Career-Ready Latinx Youth

Career-Ready Latinx Youth
BU Wheelock–Sociedad Latina collaboration aims to steer high-needs Boston adolescents toward careers in STEM
Can teaching Latinx middle-schoolers network science and career development steer more of them toward careers in science, technology, engineering, and math—also known as STEM?
That’s the hypothesis of a joint study between researchers at BU Wheelock’s Center for Future Readiness and Boston-based nonprofit Sociedad Latina. Using new and previously developed curricula, the collaborative project team facilitates after-school courses at three Boston middle schools that enable students to explore careers in fields like data analysis and visualization, network science modeling, and computational thinking. Additionally, a course called My Career and Academic Plan, or MyCAP, leads students to think about their unique traits, identifying barriers to their academic success, as well as why and how to set goals and potential career paths for their skills and interests—especially in STEM fields. Hispanic workers comprise only 8 percent of the STEM workforce, despite representing 17 percent of total employment across all occupations, according to the Pew Research Center.
“COVID has completely disrupted youth engagement and intentions to pursue postsecondary education,” says V. Scott H. Solberg, a professor and codirector of the Center for Future Readiness. “Nowhere is this more evident than among youth of color and youth living in lower-income households. This project strives to enable youth to feel confident in using a range of data science skills and connect them to role models who encourage them to believe in their ability to pursue high-wage STEM occupations.”

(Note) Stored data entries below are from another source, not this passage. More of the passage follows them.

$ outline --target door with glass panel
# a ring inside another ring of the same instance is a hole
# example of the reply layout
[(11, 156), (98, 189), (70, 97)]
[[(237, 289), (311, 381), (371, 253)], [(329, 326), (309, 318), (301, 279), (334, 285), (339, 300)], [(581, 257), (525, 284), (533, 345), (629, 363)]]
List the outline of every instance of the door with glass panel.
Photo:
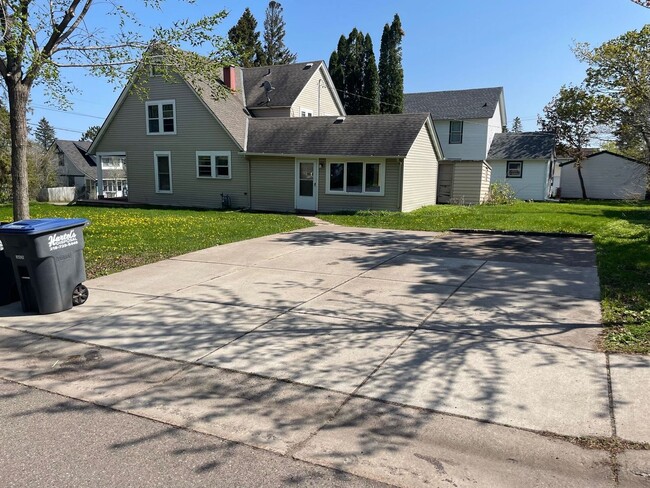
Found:
[(317, 209), (318, 167), (316, 161), (296, 161), (296, 209)]

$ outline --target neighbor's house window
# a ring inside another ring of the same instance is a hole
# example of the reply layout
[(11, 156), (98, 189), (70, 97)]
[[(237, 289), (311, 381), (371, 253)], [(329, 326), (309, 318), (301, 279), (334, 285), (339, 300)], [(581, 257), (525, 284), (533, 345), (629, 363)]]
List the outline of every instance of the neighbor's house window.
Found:
[(463, 121), (452, 120), (449, 122), (449, 144), (463, 143)]
[(328, 163), (327, 193), (384, 194), (384, 163)]
[(102, 169), (123, 169), (126, 155), (101, 156)]
[(300, 116), (301, 117), (313, 117), (314, 116), (314, 111), (310, 110), (308, 108), (301, 108), (300, 109)]
[(172, 153), (153, 153), (153, 169), (156, 177), (156, 193), (172, 193)]
[(508, 161), (506, 163), (506, 178), (521, 178), (523, 168), (523, 161)]
[(176, 102), (147, 102), (147, 135), (176, 134)]
[(196, 177), (230, 179), (230, 151), (197, 151)]

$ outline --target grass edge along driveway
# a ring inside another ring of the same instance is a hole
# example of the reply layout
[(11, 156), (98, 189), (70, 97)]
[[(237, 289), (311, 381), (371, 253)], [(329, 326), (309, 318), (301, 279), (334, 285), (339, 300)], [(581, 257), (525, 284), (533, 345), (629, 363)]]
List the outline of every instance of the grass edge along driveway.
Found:
[(602, 347), (650, 353), (650, 202), (516, 202), (436, 205), (409, 213), (319, 215), (354, 227), (447, 231), (453, 228), (594, 235), (602, 287)]
[[(30, 205), (31, 218), (86, 218), (88, 278), (116, 273), (212, 246), (310, 227), (296, 215), (220, 210), (176, 210)], [(12, 208), (0, 206), (0, 221)]]

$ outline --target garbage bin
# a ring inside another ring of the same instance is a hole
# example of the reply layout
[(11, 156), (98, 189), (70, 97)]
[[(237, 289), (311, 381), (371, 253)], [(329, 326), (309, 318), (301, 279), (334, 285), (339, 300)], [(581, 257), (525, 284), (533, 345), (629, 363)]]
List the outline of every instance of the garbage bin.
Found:
[(62, 312), (88, 298), (83, 228), (86, 219), (20, 220), (0, 226), (25, 312)]
[[(0, 226), (6, 222), (0, 222)], [(16, 287), (16, 278), (14, 277), (14, 268), (4, 252), (2, 241), (0, 240), (0, 306), (17, 302), (18, 288)]]

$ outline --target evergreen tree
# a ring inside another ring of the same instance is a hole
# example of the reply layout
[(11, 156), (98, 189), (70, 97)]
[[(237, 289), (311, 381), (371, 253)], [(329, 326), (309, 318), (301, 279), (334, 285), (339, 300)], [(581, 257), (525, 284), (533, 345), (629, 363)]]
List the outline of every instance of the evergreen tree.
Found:
[(379, 74), (369, 34), (354, 28), (347, 38), (342, 35), (329, 69), (346, 113), (378, 113)]
[(264, 56), (260, 33), (255, 29), (257, 29), (257, 20), (247, 7), (237, 23), (228, 31), (228, 39), (232, 44), (232, 57), (235, 63), (243, 68), (260, 66)]
[(521, 132), (521, 131), (522, 131), (521, 119), (519, 117), (515, 117), (512, 120), (512, 128), (510, 129), (510, 132)]
[(34, 137), (43, 149), (48, 149), (56, 139), (54, 127), (50, 125), (45, 117), (38, 121)]
[(372, 47), (372, 38), (366, 34), (363, 54), (363, 98), (360, 100), (359, 113), (374, 115), (379, 113), (379, 71)]
[(361, 94), (363, 92), (364, 37), (356, 27), (352, 29), (347, 42), (345, 63), (345, 91), (348, 94), (345, 111), (350, 115), (361, 113)]
[(404, 70), (402, 68), (402, 22), (395, 14), (393, 23), (384, 26), (379, 51), (380, 111), (399, 114), (404, 110)]
[(264, 65), (290, 64), (295, 62), (296, 54), (284, 45), (286, 22), (282, 18), (282, 5), (271, 0), (264, 19)]
[(80, 141), (92, 141), (97, 137), (97, 134), (99, 134), (99, 130), (101, 127), (99, 125), (91, 125), (86, 129), (86, 132), (81, 134), (81, 137), (79, 138)]

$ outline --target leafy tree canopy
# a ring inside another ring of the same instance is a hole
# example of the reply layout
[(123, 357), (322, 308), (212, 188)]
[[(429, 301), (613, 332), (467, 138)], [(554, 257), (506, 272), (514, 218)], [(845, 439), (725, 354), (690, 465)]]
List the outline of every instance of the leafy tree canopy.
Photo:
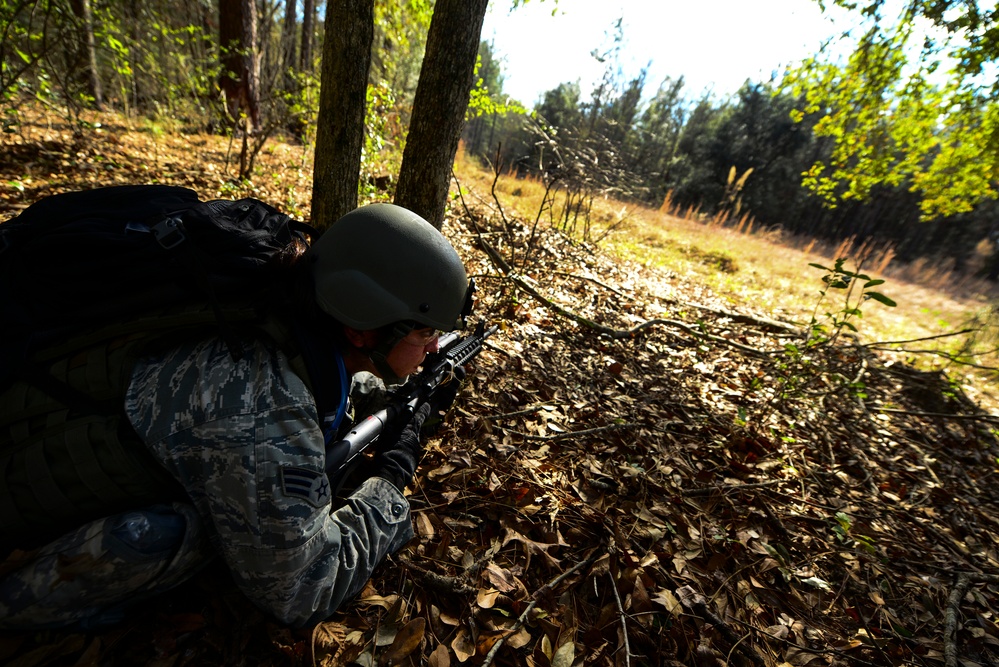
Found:
[(786, 79), (804, 99), (794, 117), (815, 115), (815, 133), (833, 142), (804, 185), (833, 206), (907, 185), (924, 218), (995, 198), (999, 10), (977, 0), (833, 2), (864, 32), (845, 62), (824, 49)]

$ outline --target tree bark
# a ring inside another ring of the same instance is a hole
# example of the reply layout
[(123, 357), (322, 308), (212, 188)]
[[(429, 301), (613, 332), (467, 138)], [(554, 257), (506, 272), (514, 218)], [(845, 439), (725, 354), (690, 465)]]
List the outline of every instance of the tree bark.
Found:
[[(329, 16), (329, 8), (326, 9)], [(298, 69), (303, 72), (312, 71), (312, 37), (315, 28), (312, 26), (316, 18), (316, 1), (302, 0), (302, 50), (299, 52), (301, 60)], [(328, 19), (327, 19), (328, 21)]]
[(260, 125), (260, 57), (255, 0), (219, 0), (220, 85), (234, 119), (246, 113), (248, 134)]
[(284, 87), (294, 89), (292, 72), (298, 68), (298, 35), (295, 28), (298, 23), (298, 1), (286, 0), (284, 11), (284, 28), (281, 30), (281, 71)]
[(104, 108), (104, 87), (101, 85), (100, 70), (97, 69), (97, 42), (94, 39), (94, 11), (90, 0), (75, 0), (72, 3), (73, 13), (80, 20), (84, 53), (87, 54), (87, 84), (94, 107)]
[(438, 229), (464, 125), (488, 0), (437, 0), (395, 203)]
[(326, 5), (312, 177), (311, 222), (319, 229), (357, 208), (374, 7), (374, 0), (330, 0)]

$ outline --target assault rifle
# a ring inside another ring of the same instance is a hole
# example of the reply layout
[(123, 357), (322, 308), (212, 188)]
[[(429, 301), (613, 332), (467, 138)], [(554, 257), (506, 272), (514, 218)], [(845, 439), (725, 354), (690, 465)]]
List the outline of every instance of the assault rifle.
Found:
[(409, 421), (420, 403), (454, 381), (455, 368), (474, 359), (497, 328), (486, 329), (485, 322), (479, 322), (467, 336), (461, 337), (454, 331), (443, 334), (437, 352), (428, 354), (423, 362), (423, 370), (391, 392), (384, 408), (356, 424), (342, 440), (327, 446), (326, 474), (333, 489), (339, 490), (354, 460), (378, 440), (386, 426)]

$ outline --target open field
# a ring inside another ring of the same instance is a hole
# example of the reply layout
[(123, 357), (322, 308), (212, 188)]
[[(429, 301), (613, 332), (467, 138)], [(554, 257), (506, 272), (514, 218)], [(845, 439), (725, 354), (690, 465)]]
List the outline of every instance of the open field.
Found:
[[(498, 199), (505, 209), (528, 221), (550, 225), (552, 218), (558, 220), (563, 215), (561, 193), (555, 196), (553, 207), (538, 215), (545, 194), (540, 182), (510, 175), (496, 179), (493, 173), (460, 156), (456, 173), (464, 187), (474, 190), (474, 196), (494, 206)], [(589, 223), (579, 220), (572, 231), (577, 238), (595, 240), (596, 245), (625, 260), (703, 285), (733, 310), (801, 326), (813, 315), (821, 321), (826, 313), (845, 307), (844, 292), (830, 291), (821, 300), (825, 272), (810, 266), (831, 267), (836, 258), (845, 257), (846, 268), (883, 279), (885, 283), (878, 290), (897, 303), (893, 308), (874, 301), (859, 306), (862, 317), (854, 322), (860, 342), (919, 341), (889, 347), (920, 350), (899, 352), (898, 358), (926, 370), (945, 369), (960, 379), (969, 396), (990, 409), (999, 406), (999, 376), (990, 370), (999, 366), (999, 355), (992, 351), (997, 335), (992, 307), (999, 290), (986, 281), (956, 276), (947, 268), (924, 263), (893, 263), (890, 257), (880, 256), (868, 260), (880, 271), (869, 266), (858, 269), (858, 257), (851, 254), (849, 244), (826, 247), (779, 230), (754, 230), (746, 220), (741, 225), (738, 221), (720, 225), (696, 212), (664, 212), (607, 199), (595, 200)], [(851, 302), (855, 301), (856, 294)], [(954, 335), (972, 328), (978, 333)], [(979, 354), (967, 356), (969, 346)], [(963, 355), (987, 368), (956, 364), (938, 352)]]

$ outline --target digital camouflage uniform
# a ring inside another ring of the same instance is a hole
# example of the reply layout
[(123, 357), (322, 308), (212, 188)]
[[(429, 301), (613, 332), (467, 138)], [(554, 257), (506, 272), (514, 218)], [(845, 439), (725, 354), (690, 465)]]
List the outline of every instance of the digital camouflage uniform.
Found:
[(125, 407), (192, 504), (95, 521), (32, 554), (0, 577), (0, 627), (113, 621), (214, 554), (250, 600), (301, 626), (413, 536), (406, 498), (384, 479), (333, 509), (315, 402), (268, 343), (245, 341), (238, 361), (219, 339), (141, 360)]

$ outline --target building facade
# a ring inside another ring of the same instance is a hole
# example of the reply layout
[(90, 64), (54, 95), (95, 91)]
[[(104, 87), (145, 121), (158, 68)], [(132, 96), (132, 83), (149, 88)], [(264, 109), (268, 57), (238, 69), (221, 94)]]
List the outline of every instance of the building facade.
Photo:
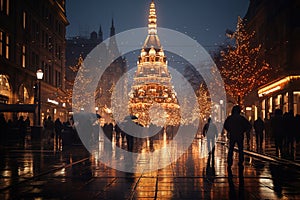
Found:
[[(112, 20), (109, 39), (106, 44), (103, 42), (103, 32), (100, 26), (98, 33), (93, 31), (90, 37), (77, 36), (67, 39), (67, 62), (66, 62), (66, 88), (69, 94), (70, 105), (72, 105), (72, 90), (73, 84), (76, 78), (78, 69), (84, 63), (86, 56), (100, 43), (104, 54), (109, 57), (113, 57), (113, 54), (120, 55), (118, 46), (115, 40), (116, 30), (114, 26), (114, 20)], [(95, 91), (95, 111), (104, 116), (105, 114), (110, 115), (112, 106), (112, 91), (116, 83), (127, 71), (126, 59), (122, 56), (118, 57), (112, 62), (102, 77), (99, 77), (98, 87)], [(124, 96), (125, 93), (118, 96)], [(72, 107), (69, 107), (69, 113), (72, 114)], [(108, 118), (107, 118), (108, 120)]]
[[(66, 120), (64, 0), (0, 1), (0, 112), (29, 116), (37, 124), (37, 77), (41, 81), (41, 119)], [(32, 106), (33, 105), (33, 106)]]
[(265, 60), (274, 71), (258, 90), (254, 115), (269, 118), (275, 109), (300, 114), (300, 1), (251, 0), (245, 16)]

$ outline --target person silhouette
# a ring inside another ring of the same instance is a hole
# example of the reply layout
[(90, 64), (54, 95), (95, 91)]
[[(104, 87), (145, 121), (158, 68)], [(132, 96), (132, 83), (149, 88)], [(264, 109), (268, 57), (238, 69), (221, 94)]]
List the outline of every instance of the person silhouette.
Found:
[(254, 121), (253, 127), (254, 127), (254, 131), (255, 131), (255, 136), (256, 136), (257, 151), (262, 151), (265, 123), (260, 117), (258, 117), (257, 120)]
[(284, 121), (281, 109), (276, 109), (274, 111), (274, 116), (271, 119), (271, 132), (275, 140), (276, 156), (280, 157), (282, 154), (282, 143), (284, 138)]
[[(238, 145), (239, 151), (239, 168), (240, 172), (243, 171), (244, 166), (244, 150), (243, 150), (243, 143), (244, 143), (244, 133), (250, 131), (252, 125), (250, 122), (243, 116), (241, 116), (241, 107), (239, 105), (235, 105), (232, 108), (231, 115), (226, 118), (224, 122), (224, 129), (227, 131), (228, 138), (229, 138), (229, 150), (228, 150), (228, 157), (227, 157), (227, 168), (231, 170), (231, 166), (233, 164), (233, 149), (235, 143)], [(239, 173), (241, 176), (243, 173)]]
[(207, 123), (203, 127), (202, 134), (207, 138), (207, 150), (209, 155), (215, 153), (215, 140), (218, 137), (217, 126), (212, 122), (212, 119), (209, 117)]

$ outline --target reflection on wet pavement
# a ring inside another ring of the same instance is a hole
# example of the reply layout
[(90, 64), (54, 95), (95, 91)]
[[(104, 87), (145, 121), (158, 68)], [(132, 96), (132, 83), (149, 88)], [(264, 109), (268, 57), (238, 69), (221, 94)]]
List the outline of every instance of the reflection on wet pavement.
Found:
[[(114, 137), (115, 147), (126, 149), (126, 139)], [(167, 138), (136, 141), (141, 152), (138, 162), (147, 166), (151, 152), (166, 145)], [(31, 141), (0, 148), (0, 199), (299, 199), (299, 169), (255, 157), (245, 157), (244, 177), (239, 176), (234, 154), (232, 177), (228, 176), (225, 145), (217, 144), (214, 154), (206, 141), (195, 139), (172, 164), (152, 172), (125, 173), (105, 166), (100, 157), (107, 148), (99, 142), (89, 154), (81, 145), (59, 146)], [(159, 160), (170, 159), (166, 152)], [(118, 159), (122, 159), (118, 157)]]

COVID had completely disrupted youth engagement and intentions to pursue postsecondary education. Nowhere is this more evident than among youth of color and youth living in lower-income households
In addition to the network science curriculum and career development supports for students, project team members engage with students’ families around their goals and progress, while providing professional development for educators. BU researchers then apply evaluation metrics to both curriculum modules and the collaboration. Now more than halfway into the four-year, $1.5 million National Science Foundation grant, preliminary findings have shown that students have been confidently able to understand and describe concepts discussed in network science lessons and that career development content “helped youth become more aware of their skills and talent,” according to Chong Myung Park, a research scientist in counseling psychology and applied human development who manages the STEM project for the Center for Future Readiness.
Besides Solberg and Park, project team members include Center codirector Kimberly Howard, an associate professor of counseling and human development, Paul Trunfio, a senior research scientist of physics, and several master’s and doctoral students.